Daphne held its ‘Out of The Darkness’ walk Saturday afternoon, but much of it had to be moved indoors because of the rain. Nevertheless, it was still a moving event for those who attended.
For Katelynn Lott and her sister Allyssa Eaton, losing their stepfather was a sudden thing.
“There wasn’t very many signs. We knew he had a lot of stuff on his mind, but we never really thought this was going to happen. It all happened in like a couple of days,” says Katelynn.
Troy Allen Gore was a fireman. Still in his 20’s, Gore committed suicide in 2012. Lott says she and her sister attended grief counseling and said it was difficult not to blame themselves.
She says she didn’t come to grips with what happened until over a year later.

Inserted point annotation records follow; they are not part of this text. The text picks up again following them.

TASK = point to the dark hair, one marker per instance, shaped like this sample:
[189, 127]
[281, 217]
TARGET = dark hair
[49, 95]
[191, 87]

“I was sitting in my room and then I just started crying, I couldn’t figure out why and all I could think about was him and it was just a lot,” says Katelynn.
Looking back, she says she wishes she had talked with someone sooner. As for her mother, Shannon, she says losing a loved one to suicide is unlike any other death. She begs those thinking about suicide to reach out and talk to someone—anyone.
“Because you won’t realize, when you’re gone, how drastically it will affect and hurt your children and your spouse, even your parents, but it tears your world completely in two,” says Shannon.
Katelynn started acting out in school after her stepfather’s death, she even got expelled. She sought help, and now through this walk, they realize there are not alone. Others understand what they’ve been through. And now that they know, they hope to help prevent more suicides going forward.
“Pay attention, there are signs, be aware. Learn them, know them. Get involved. Cause once it happens to you, it’s hard to come back from,” says Shannon.
All funds raised at the walk go to benefit the American Foundation for Suicide Prevention. This year, they have raised over $38,000.